Le refus de la Fourmi

La Cigale promet de rembourser « avant l'août, foi d'animal, intérêt et principal » — elle ne demande pas la charité, elle demande un prêt, et s'engage sur des termes précis. La Fourmi refuse quand même. « La Fourmi n'est pas prêteuse ; c'est là son moindre défaut », écrit La Fontaine dans un vers resté ambigu : faut-il y lire une pointe ironique — refuser de prêter serait le moindre de ses défauts, sous-entendu qu'elle en a de pires — ou une observation neutre, presque une excuse ? Le texte ne tranche pas plus ici qu'ailleurs. Vient alors la question qui referme la fable : « Que faisiez-vous au temps chaud ? — Nuit et jour à tout venant, je chantais, ne vous déplaise. — Vous chantiez ? J'en suis fort aise. Eh bien, dansez maintenant. »

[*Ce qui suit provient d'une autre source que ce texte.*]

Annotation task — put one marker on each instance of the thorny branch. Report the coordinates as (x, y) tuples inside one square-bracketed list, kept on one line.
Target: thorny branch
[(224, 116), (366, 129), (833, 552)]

La Fontaine ne commente pas ce refus. Il ne dit ni que la Fourmi a raison d'être dure, ni qu'elle a tort de ne pas partager. Il arrête simplement le texte là, sur la réplique la plus célèbre de tout son recueil — et laisse depuis trois siècles et demi chaque lecteur trancher pour son propre compte.

Une fable plus vieille que La Fontaine

L'histoire d'un insecte chanteur pris de court par l'hiver ne commence pas en 1668. Elle remonte au moins à Ésope, dans la Grèce antique, puis passe par le rhéteur Aphthonios d'Antioche qui, vers le IVe siècle, en tire une version en prose latine destinée à l'enseignement de la rhétorique. En 1610, le savant Isaac Nicolas Nevelet republie à Francfort ces deux versions côte à côte, grec et latin, dans sa Mythologia Aesopica — la compilation de fables ésopiques la plus complète parue jusqu'alors, et l'un des canevas que les commentateurs situent à l'origine du texte de La Fontaine.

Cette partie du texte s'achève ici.